By this point, one should now have a model (with corresponding parameter estimates) that can describe all the available datasets. As stated above, we can now believe that the mathematical system is an idealised version of biological reality. Consequently, one may be interested in more philosophical discussions. For example, what is the mechanism present in the model that is the most important for the emergence of a specific biological phenomena? What is the core model structure required that maintains the desired response? These questions can be highly illuminating for a number of reasons, but arguably the most important reason is that one can relate simple theoretical mechanisms to biological phenomena.
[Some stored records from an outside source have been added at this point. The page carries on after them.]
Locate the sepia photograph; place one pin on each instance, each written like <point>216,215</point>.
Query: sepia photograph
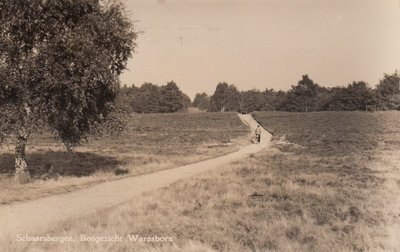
<point>199,125</point>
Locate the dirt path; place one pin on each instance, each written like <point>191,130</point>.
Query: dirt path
<point>37,216</point>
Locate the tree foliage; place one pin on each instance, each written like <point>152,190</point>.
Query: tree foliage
<point>201,101</point>
<point>59,65</point>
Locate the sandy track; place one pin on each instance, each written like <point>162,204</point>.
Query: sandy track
<point>37,216</point>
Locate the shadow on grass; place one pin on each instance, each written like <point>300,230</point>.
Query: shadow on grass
<point>75,164</point>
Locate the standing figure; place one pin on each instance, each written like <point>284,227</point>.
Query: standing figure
<point>258,133</point>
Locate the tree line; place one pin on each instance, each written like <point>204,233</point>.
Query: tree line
<point>305,96</point>
<point>151,98</point>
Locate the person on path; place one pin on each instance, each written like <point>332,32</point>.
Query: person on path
<point>258,133</point>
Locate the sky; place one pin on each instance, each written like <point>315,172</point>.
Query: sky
<point>262,43</point>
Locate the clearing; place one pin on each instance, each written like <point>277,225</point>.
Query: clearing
<point>39,215</point>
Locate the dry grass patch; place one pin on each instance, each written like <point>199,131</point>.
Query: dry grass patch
<point>294,197</point>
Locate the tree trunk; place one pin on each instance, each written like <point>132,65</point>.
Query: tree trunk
<point>22,174</point>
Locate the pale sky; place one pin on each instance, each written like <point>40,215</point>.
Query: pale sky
<point>263,43</point>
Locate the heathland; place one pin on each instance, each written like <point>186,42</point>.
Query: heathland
<point>329,183</point>
<point>148,143</point>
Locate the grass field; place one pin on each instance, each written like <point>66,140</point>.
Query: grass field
<point>323,186</point>
<point>149,143</point>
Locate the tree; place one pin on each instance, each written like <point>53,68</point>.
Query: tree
<point>201,101</point>
<point>303,96</point>
<point>171,99</point>
<point>62,60</point>
<point>388,92</point>
<point>251,100</point>
<point>225,98</point>
<point>187,102</point>
<point>147,99</point>
<point>356,96</point>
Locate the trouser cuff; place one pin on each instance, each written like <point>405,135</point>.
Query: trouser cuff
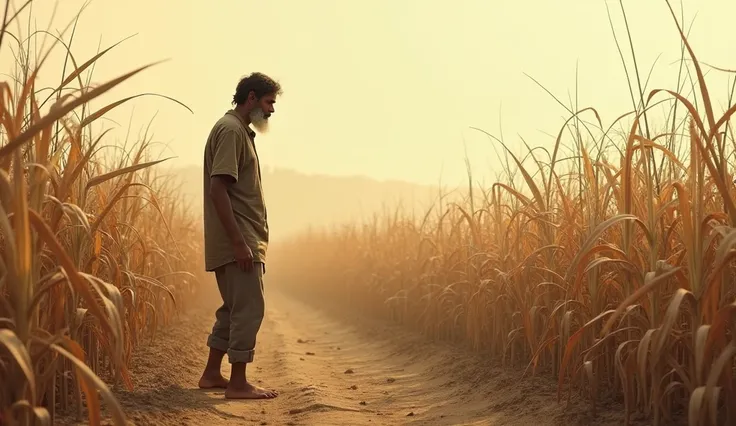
<point>218,343</point>
<point>240,356</point>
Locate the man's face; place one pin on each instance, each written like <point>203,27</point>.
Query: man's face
<point>260,114</point>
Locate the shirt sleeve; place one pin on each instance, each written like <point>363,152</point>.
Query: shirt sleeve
<point>226,154</point>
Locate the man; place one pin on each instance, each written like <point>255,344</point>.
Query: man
<point>236,234</point>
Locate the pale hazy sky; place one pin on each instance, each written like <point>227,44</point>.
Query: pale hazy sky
<point>384,88</point>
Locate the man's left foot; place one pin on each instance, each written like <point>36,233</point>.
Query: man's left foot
<point>213,382</point>
<point>249,391</point>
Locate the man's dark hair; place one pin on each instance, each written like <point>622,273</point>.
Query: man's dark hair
<point>259,83</point>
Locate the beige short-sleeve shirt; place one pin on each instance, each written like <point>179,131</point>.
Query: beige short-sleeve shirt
<point>230,150</point>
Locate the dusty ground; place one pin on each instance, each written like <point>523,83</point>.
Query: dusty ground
<point>332,372</point>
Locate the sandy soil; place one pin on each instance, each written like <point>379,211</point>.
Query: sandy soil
<point>333,371</point>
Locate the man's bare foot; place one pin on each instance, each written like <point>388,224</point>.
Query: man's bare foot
<point>210,381</point>
<point>249,391</point>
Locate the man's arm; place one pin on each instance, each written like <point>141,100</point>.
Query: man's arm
<point>223,174</point>
<point>220,198</point>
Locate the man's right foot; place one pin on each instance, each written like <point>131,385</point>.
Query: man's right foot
<point>213,381</point>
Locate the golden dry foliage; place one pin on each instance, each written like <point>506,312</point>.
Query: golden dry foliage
<point>94,255</point>
<point>616,278</point>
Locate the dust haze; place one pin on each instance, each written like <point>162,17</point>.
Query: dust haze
<point>484,213</point>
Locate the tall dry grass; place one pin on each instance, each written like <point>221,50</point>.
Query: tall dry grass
<point>97,250</point>
<point>611,268</point>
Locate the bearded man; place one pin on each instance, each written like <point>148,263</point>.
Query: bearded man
<point>236,234</point>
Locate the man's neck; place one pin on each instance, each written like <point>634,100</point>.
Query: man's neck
<point>243,114</point>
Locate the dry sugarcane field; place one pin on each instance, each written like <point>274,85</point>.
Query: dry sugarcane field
<point>588,280</point>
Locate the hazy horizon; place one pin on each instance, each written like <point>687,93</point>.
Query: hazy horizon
<point>394,104</point>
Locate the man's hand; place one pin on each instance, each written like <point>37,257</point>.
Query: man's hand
<point>243,256</point>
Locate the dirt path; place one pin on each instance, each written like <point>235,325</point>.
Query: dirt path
<point>329,372</point>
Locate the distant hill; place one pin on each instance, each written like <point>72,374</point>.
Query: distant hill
<point>297,201</point>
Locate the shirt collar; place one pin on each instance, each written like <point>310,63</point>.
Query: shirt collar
<point>250,131</point>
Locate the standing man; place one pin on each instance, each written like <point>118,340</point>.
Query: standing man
<point>236,234</point>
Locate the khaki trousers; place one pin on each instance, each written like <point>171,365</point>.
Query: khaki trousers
<point>239,318</point>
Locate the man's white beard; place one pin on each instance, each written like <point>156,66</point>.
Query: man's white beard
<point>258,120</point>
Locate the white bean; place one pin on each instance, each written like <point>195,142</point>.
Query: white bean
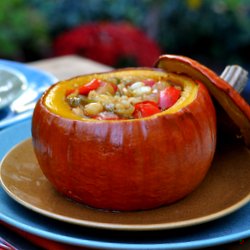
<point>144,90</point>
<point>137,85</point>
<point>93,108</point>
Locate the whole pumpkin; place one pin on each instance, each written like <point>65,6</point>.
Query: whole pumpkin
<point>126,164</point>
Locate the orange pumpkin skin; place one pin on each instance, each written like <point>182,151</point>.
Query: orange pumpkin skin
<point>127,164</point>
<point>237,109</point>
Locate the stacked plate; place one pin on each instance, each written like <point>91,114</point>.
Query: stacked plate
<point>217,212</point>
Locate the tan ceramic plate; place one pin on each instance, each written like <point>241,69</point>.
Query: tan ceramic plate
<point>225,189</point>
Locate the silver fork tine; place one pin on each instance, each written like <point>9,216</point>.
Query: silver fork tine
<point>236,76</point>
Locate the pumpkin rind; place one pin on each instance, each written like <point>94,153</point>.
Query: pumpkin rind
<point>231,101</point>
<point>127,165</point>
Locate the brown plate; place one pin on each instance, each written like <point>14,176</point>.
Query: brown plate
<point>225,189</point>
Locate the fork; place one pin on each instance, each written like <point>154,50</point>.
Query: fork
<point>236,76</point>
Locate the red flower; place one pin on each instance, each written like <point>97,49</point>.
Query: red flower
<point>108,43</point>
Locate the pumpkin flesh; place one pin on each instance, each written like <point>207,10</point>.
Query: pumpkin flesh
<point>126,164</point>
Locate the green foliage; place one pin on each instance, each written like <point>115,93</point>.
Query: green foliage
<point>22,29</point>
<point>217,30</point>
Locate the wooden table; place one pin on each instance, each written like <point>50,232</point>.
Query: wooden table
<point>70,66</point>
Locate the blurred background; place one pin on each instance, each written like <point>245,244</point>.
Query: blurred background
<point>123,33</point>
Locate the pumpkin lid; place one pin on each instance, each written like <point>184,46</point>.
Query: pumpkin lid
<point>229,99</point>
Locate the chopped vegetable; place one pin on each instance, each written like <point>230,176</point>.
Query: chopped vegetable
<point>122,98</point>
<point>144,109</point>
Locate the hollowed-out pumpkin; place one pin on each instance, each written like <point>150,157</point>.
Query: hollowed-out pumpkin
<point>128,164</point>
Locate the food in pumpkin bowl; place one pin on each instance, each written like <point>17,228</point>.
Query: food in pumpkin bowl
<point>129,139</point>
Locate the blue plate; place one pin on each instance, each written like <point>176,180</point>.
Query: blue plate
<point>233,227</point>
<point>35,81</point>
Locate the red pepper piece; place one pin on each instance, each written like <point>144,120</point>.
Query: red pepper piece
<point>144,109</point>
<point>92,85</point>
<point>168,97</point>
<point>69,92</point>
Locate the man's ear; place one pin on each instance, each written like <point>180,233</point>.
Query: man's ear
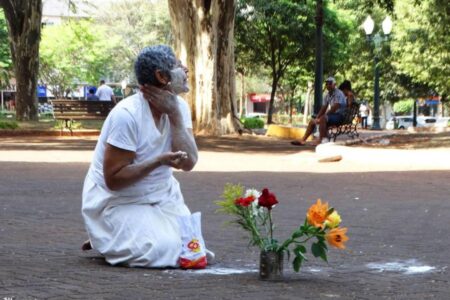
<point>162,78</point>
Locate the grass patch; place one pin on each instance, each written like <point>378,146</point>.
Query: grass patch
<point>8,125</point>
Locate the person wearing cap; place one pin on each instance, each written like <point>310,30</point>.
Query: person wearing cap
<point>105,93</point>
<point>331,113</point>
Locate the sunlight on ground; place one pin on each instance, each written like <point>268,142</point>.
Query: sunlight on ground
<point>354,159</point>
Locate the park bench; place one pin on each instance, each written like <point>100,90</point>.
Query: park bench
<point>348,126</point>
<point>70,110</point>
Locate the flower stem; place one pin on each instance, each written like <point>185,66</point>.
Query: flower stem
<point>270,226</point>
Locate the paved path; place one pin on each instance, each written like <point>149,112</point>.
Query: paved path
<point>398,225</point>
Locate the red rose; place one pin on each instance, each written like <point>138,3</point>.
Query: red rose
<point>267,199</point>
<point>244,201</point>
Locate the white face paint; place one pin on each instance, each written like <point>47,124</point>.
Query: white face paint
<point>178,81</point>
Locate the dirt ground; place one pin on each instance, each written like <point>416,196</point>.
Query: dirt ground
<point>395,203</point>
<point>410,141</point>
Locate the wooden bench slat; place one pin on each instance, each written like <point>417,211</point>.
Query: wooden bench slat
<point>348,126</point>
<point>69,110</point>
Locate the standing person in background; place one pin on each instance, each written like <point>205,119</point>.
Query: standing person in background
<point>105,93</point>
<point>364,113</point>
<point>91,95</point>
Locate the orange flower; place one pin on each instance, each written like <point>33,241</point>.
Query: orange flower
<point>336,237</point>
<point>317,214</point>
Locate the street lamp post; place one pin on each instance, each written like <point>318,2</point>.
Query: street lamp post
<point>124,86</point>
<point>318,81</point>
<point>369,25</point>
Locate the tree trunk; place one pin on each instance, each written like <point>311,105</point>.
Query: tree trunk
<point>24,26</point>
<point>204,41</point>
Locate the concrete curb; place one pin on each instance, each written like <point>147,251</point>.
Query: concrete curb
<point>21,132</point>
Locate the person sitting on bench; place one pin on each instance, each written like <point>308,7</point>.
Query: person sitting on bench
<point>331,113</point>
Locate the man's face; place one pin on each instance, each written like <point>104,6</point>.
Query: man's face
<point>330,85</point>
<point>178,76</point>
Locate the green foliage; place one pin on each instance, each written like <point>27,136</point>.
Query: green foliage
<point>403,107</point>
<point>253,123</point>
<point>73,52</point>
<point>8,125</point>
<point>421,44</point>
<point>5,55</point>
<point>274,34</point>
<point>256,219</point>
<point>132,25</point>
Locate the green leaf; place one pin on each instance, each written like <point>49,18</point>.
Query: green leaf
<point>299,250</point>
<point>319,251</point>
<point>297,263</point>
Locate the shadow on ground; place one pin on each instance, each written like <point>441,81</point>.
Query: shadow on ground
<point>391,216</point>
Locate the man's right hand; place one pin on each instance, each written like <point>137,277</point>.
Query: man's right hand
<point>173,159</point>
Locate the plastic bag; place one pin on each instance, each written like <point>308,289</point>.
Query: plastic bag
<point>193,251</point>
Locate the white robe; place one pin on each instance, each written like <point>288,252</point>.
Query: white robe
<point>136,226</point>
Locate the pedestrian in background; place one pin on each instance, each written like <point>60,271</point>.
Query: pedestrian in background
<point>105,93</point>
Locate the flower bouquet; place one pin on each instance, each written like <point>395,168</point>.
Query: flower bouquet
<point>253,212</point>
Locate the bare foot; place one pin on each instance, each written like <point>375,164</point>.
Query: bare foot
<point>86,246</point>
<point>298,143</point>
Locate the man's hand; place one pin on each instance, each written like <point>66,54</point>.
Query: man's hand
<point>163,100</point>
<point>173,159</point>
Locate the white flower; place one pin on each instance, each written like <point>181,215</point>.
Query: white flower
<point>256,209</point>
<point>252,192</point>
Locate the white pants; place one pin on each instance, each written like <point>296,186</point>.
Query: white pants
<point>136,231</point>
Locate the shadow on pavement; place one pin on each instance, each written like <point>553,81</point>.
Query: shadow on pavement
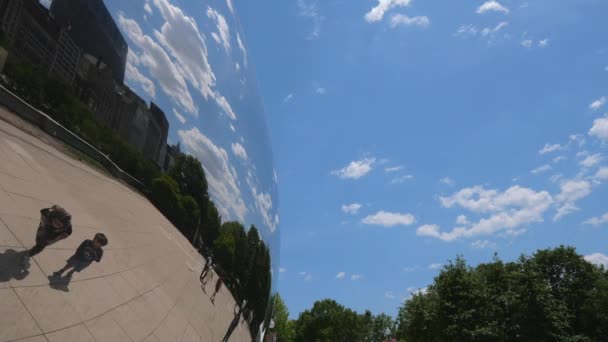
<point>60,284</point>
<point>10,266</point>
<point>233,325</point>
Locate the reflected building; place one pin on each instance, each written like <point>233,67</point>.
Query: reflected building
<point>93,29</point>
<point>38,39</point>
<point>182,116</point>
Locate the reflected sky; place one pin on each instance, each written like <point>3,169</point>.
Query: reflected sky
<point>190,58</point>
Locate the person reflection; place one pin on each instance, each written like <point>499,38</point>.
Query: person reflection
<point>218,287</point>
<point>55,225</point>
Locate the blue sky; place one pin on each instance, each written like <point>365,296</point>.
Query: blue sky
<point>407,132</point>
<point>191,59</point>
<point>403,132</point>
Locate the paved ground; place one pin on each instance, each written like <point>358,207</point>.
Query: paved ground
<point>146,287</point>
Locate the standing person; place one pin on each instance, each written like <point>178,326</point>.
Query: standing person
<point>206,268</point>
<point>55,225</point>
<point>218,287</point>
<point>87,252</point>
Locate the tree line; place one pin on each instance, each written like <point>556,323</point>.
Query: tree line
<point>553,295</point>
<point>242,258</point>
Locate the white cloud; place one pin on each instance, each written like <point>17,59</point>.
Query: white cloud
<point>352,209</point>
<point>404,20</point>
<point>179,34</point>
<point>181,37</point>
<point>541,169</point>
<point>239,150</point>
<point>482,244</point>
<point>597,221</point>
<point>230,6</point>
<point>602,174</point>
<point>310,9</point>
<point>179,116</point>
<point>288,98</point>
<point>133,74</point>
<point>388,219</point>
<point>492,6</point>
<point>591,160</point>
<point>600,128</point>
<point>492,31</point>
<point>402,179</point>
<point>462,220</point>
<point>168,75</point>
<point>242,48</point>
<point>466,31</point>
<point>447,181</point>
<point>599,103</point>
<point>558,159</point>
<point>480,200</point>
<point>383,6</point>
<point>597,259</point>
<point>222,28</point>
<point>305,275</point>
<point>509,210</point>
<point>356,169</point>
<point>393,169</point>
<point>222,177</point>
<point>224,105</point>
<point>571,191</point>
<point>262,201</point>
<point>414,291</point>
<point>548,148</point>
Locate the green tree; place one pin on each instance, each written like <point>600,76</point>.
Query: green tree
<point>329,321</point>
<point>282,325</point>
<point>191,217</point>
<point>190,177</point>
<point>166,197</point>
<point>210,230</point>
<point>555,295</point>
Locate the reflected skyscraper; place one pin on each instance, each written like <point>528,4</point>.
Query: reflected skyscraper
<point>161,97</point>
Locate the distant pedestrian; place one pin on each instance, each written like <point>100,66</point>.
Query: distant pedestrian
<point>206,268</point>
<point>87,252</point>
<point>218,287</point>
<point>55,225</point>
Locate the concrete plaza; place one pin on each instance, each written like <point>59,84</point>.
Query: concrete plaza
<point>146,287</point>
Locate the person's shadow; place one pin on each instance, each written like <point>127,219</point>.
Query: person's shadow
<point>10,266</point>
<point>233,325</point>
<point>60,284</point>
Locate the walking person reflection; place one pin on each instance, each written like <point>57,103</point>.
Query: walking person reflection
<point>218,287</point>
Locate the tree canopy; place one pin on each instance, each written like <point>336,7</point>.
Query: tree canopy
<point>553,295</point>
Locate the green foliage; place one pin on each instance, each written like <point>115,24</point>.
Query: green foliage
<point>210,230</point>
<point>190,176</point>
<point>555,295</point>
<point>330,321</point>
<point>282,325</point>
<point>191,216</point>
<point>181,194</point>
<point>166,197</point>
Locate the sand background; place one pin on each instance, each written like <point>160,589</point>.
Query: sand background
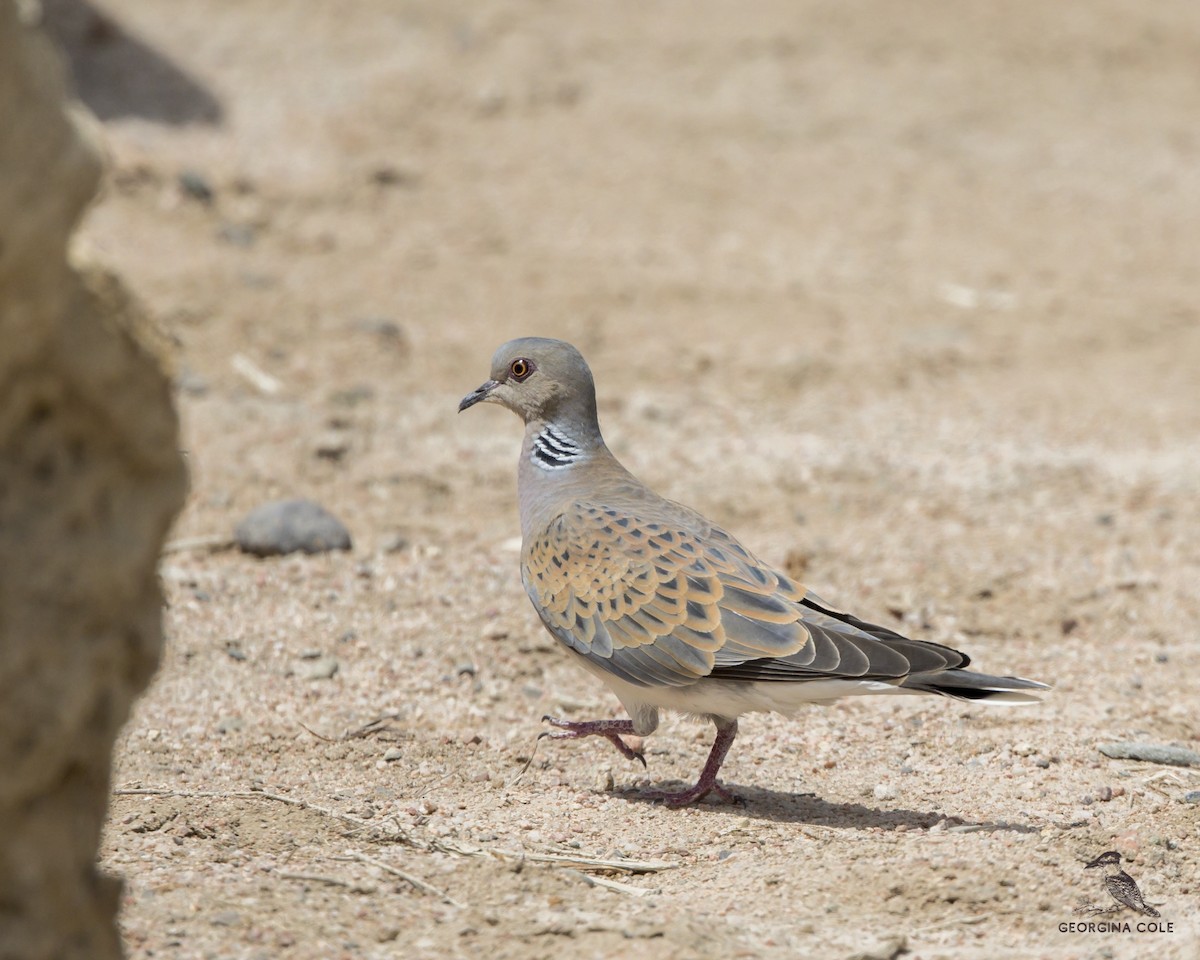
<point>905,295</point>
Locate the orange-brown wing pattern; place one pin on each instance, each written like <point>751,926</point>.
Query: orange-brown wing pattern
<point>671,600</point>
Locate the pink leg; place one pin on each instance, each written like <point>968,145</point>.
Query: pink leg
<point>707,777</point>
<point>574,730</point>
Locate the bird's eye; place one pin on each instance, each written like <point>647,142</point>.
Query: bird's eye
<point>521,369</point>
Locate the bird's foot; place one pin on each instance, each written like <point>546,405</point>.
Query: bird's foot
<point>693,795</point>
<point>611,730</point>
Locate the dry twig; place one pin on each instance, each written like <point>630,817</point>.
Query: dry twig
<point>415,882</point>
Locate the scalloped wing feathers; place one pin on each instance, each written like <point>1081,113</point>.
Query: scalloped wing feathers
<point>659,597</point>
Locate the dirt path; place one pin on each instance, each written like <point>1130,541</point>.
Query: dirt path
<point>904,295</point>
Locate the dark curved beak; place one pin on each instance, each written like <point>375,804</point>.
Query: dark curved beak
<point>481,393</point>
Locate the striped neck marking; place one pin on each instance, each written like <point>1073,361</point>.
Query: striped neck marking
<point>552,449</point>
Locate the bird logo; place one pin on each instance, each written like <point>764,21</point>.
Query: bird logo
<point>1121,887</point>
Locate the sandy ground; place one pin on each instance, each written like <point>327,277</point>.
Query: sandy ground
<point>905,295</point>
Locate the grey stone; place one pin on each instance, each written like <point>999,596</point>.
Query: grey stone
<point>322,669</point>
<point>289,527</point>
<point>1151,753</point>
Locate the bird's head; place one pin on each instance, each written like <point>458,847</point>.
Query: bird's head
<point>1109,858</point>
<point>539,379</point>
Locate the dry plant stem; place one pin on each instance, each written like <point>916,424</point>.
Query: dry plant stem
<point>228,795</point>
<point>415,882</point>
<point>213,541</point>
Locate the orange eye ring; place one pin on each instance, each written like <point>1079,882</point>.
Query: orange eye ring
<point>520,369</point>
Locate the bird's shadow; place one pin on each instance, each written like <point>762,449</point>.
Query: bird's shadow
<point>779,807</point>
<point>119,75</point>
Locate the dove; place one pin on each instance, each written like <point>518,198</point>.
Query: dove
<point>665,606</point>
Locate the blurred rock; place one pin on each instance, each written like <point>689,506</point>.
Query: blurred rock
<point>289,527</point>
<point>322,669</point>
<point>196,185</point>
<point>91,479</point>
<point>1176,756</point>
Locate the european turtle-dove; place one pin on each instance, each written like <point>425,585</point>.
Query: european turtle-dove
<point>666,607</point>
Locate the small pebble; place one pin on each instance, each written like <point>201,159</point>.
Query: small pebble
<point>196,186</point>
<point>394,543</point>
<point>331,445</point>
<point>237,234</point>
<point>322,669</point>
<point>289,526</point>
<point>1151,753</point>
<point>229,724</point>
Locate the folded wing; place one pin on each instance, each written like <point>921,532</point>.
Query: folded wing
<point>660,597</point>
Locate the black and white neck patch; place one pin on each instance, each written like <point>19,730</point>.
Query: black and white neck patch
<point>553,449</point>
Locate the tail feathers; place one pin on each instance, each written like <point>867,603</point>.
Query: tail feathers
<point>965,684</point>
To highlight this point, we refer back to our earlier example of biological oscillators. The most recent mathematical model of the plant circadian clock is a highly complex system comprising multiple feedback mechanisms (Pokhilko et al. 2012). However, it has been known for nearly 50 years that stable oscillations can arise in simple negative feedback systems comprising of three components with a reaction that produces a sufficient amount of time delay within the network (Goodwin 1965). This has been experimentally shown by the creation of a synthetic oscillator in E. coli (Elowitz and Leibler 2000). Thus, why is such a complex network required for circadian regulation of plant function? It turns out, though, that the plant circadian model can be conceptually simplified to a model that is highly reminiscent of the synthetic oscillator (Pokhilko et al. 2012). Furthermore, model analysis has highlighted that this simple mechanism is able to qualitatively describe large amounts of data obtained from experiments in plants (De Caluwé et al. 2016). Thus, it appears that the circadian clock in plants (and potentially in other species) has evolved from a simple core structure to a more complex mechanism.

5 Conclusions

In this chapter we have attempted to cover as many of the topics that we feel are important to construct accurate and useful mathematical models of biological systems. We hope that one can observe that models can be constructed for a range of reasons, whether that be to design new biological systems or to understand the emergence of phenomena in existing networks. Crucially, the critical point of model construction is to determine which modelling technique one can use given the data that is available. Thus, it is vitally important that one understands the basic assumptions behind different mathematical concepts in order to create a meaningful coarse-grained model. Upon making this choice, the following steps of model construction and analysis are fairly homogeneous for all model types. Whilst modelling has proven useful in many areas of science and industry, we hope that this introduction will aid the development of future models to elucidate the biological mechanisms required for pollen tip elongation.